The answer depends on personal preferences, as well as on the algorithm itself. Consider the following two descriptions of SOLVE_PROBLEM:

Top-down: We want to solve problem A on input. Function SOLVE_PROBLEM solves the problem. There are two cases, depending on condition B, which we can check with function CHECK. If the condition holds, we solve the problem with FUNCTION_1. Otherwise we use FUNCTION_2.

Bottom-up: We want to solve problem A on input. In the general case, the problem can be solved with FUNCTION_1. The general solution assumes condition B, which we can check with function CHECK. If the condition does not hold, we can solve the special case with FUNCTION_2. This completes function SOLVE_PROBLEM.

I personally prefer the top-down approach, if the algorithm has multiple equally important parts. Bottom-up approach becomes preferable, if one part of the algorithm attacks the core of the problem, while the rest just deals with special cases and administrative stuff.

2

In general, you should avoid telling a reader something without justifying why you say it (in terms the reader already gets), to avoid frustrating his motivation.
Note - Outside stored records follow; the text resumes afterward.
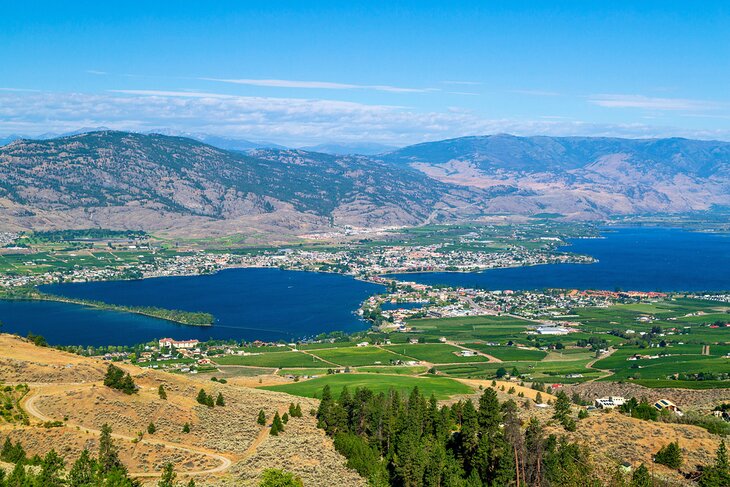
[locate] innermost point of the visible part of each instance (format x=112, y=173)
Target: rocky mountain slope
x=157, y=182
x=582, y=177
x=180, y=185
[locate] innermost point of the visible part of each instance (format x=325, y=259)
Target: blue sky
x=392, y=72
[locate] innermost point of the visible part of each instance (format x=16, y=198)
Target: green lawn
x=441, y=387
x=436, y=353
x=508, y=353
x=358, y=356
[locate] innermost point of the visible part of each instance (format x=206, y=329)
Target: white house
x=609, y=402
x=169, y=342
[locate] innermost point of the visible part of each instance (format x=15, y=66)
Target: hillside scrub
x=397, y=440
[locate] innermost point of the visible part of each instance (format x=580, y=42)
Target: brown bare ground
x=225, y=446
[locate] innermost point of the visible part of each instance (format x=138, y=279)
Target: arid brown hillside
x=157, y=182
x=580, y=177
x=225, y=445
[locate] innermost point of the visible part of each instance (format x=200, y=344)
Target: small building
x=662, y=404
x=552, y=330
x=610, y=402
x=170, y=343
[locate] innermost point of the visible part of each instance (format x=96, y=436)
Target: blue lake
x=271, y=304
x=264, y=304
x=390, y=306
x=639, y=259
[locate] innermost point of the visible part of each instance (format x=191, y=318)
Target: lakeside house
x=170, y=343
x=552, y=330
x=662, y=404
x=610, y=402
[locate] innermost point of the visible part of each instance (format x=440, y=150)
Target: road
x=606, y=373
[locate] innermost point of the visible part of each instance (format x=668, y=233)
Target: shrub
x=117, y=379
x=273, y=477
x=669, y=455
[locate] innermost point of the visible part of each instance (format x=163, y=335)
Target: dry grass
x=613, y=438
x=76, y=393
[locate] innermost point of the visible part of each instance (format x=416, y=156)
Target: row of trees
x=116, y=378
x=104, y=470
x=207, y=399
x=411, y=441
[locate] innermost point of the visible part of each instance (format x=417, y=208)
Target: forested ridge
x=392, y=440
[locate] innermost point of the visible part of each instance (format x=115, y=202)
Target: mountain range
x=184, y=186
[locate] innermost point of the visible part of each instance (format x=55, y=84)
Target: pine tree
x=108, y=454
x=669, y=455
x=277, y=426
x=641, y=477
x=82, y=471
x=51, y=470
x=562, y=408
x=17, y=477
x=168, y=476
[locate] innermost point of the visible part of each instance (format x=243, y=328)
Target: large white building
x=552, y=330
x=609, y=402
x=169, y=342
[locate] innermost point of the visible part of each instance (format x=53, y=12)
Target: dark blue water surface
x=264, y=304
x=640, y=259
x=390, y=306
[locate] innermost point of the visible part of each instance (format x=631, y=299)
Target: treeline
x=642, y=409
x=116, y=378
x=106, y=469
x=193, y=318
x=412, y=442
x=85, y=234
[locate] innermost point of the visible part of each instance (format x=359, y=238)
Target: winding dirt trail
x=29, y=405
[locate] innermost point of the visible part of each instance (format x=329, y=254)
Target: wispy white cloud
x=535, y=92
x=652, y=103
x=464, y=83
x=20, y=90
x=290, y=121
x=321, y=85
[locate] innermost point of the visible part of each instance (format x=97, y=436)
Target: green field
x=441, y=387
x=273, y=359
x=358, y=356
x=436, y=353
x=508, y=353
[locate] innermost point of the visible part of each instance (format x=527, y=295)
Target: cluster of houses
x=613, y=402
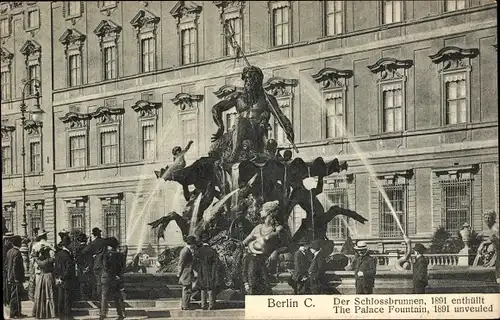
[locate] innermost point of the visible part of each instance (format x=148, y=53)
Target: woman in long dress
x=44, y=306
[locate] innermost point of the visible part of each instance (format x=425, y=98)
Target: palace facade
x=404, y=91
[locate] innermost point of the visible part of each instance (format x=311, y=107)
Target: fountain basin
x=441, y=280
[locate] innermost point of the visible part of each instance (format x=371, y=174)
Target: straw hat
x=268, y=208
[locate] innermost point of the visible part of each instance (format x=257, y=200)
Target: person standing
x=185, y=271
x=317, y=268
x=40, y=241
x=65, y=278
x=302, y=260
x=44, y=305
x=96, y=249
x=206, y=258
x=15, y=277
x=420, y=280
x=7, y=245
x=365, y=268
x=113, y=266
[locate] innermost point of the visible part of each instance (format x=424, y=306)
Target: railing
x=435, y=259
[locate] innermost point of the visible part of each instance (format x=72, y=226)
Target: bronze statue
x=254, y=107
x=487, y=252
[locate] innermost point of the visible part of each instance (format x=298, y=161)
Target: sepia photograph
x=250, y=159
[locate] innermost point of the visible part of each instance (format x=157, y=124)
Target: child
x=179, y=162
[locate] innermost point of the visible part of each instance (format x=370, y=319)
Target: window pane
x=452, y=112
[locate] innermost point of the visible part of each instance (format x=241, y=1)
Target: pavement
x=144, y=309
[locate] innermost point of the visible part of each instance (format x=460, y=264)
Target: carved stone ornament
x=332, y=78
x=144, y=19
x=278, y=86
x=454, y=57
x=71, y=36
x=185, y=9
x=107, y=10
x=226, y=90
x=6, y=56
x=106, y=115
x=30, y=47
x=75, y=120
x=33, y=127
x=15, y=4
x=4, y=7
x=6, y=130
x=107, y=29
x=390, y=67
x=146, y=108
x=186, y=101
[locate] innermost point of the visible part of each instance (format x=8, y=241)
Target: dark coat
x=420, y=272
x=368, y=265
x=302, y=261
x=317, y=268
x=185, y=267
x=15, y=266
x=96, y=249
x=206, y=266
x=64, y=267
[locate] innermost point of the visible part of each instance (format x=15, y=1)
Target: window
x=235, y=24
x=32, y=17
x=74, y=8
x=75, y=74
x=5, y=27
x=5, y=85
x=6, y=160
x=334, y=19
x=8, y=215
x=388, y=225
x=452, y=5
x=393, y=106
x=391, y=11
x=188, y=38
x=77, y=217
x=111, y=213
x=35, y=156
x=109, y=147
x=110, y=63
x=148, y=141
x=456, y=99
x=334, y=116
x=189, y=129
x=77, y=151
x=35, y=216
x=33, y=73
x=336, y=196
x=280, y=26
x=457, y=203
x=147, y=54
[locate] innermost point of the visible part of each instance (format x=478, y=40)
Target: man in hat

At the same time, the paper should be readable at least linearly, so you can't say too much about stuff you haven't presented yet.

To follow this guideline, it is often (but not always) better to proceed top-down. When you start, you've explained why readers should care about your problem, hence why you need SOLVE_PROBLEM. Then you present SOLVE_PROBLEM and explain what the different steps achieve (not the how). Hopefully names give a hint, but often it's not enough. SOLVE_PROBLEM in turn motivates the other procedures, so you can explain them in the same way.

With a bottom-up presentation, you risk presenting code without having justified why it's needed. Maybe your FuzzBahzz solver needs a BarBuzz solver which needs a BipBop solver, but readers who care about FuzzBahzz might not guess why BipBop is related.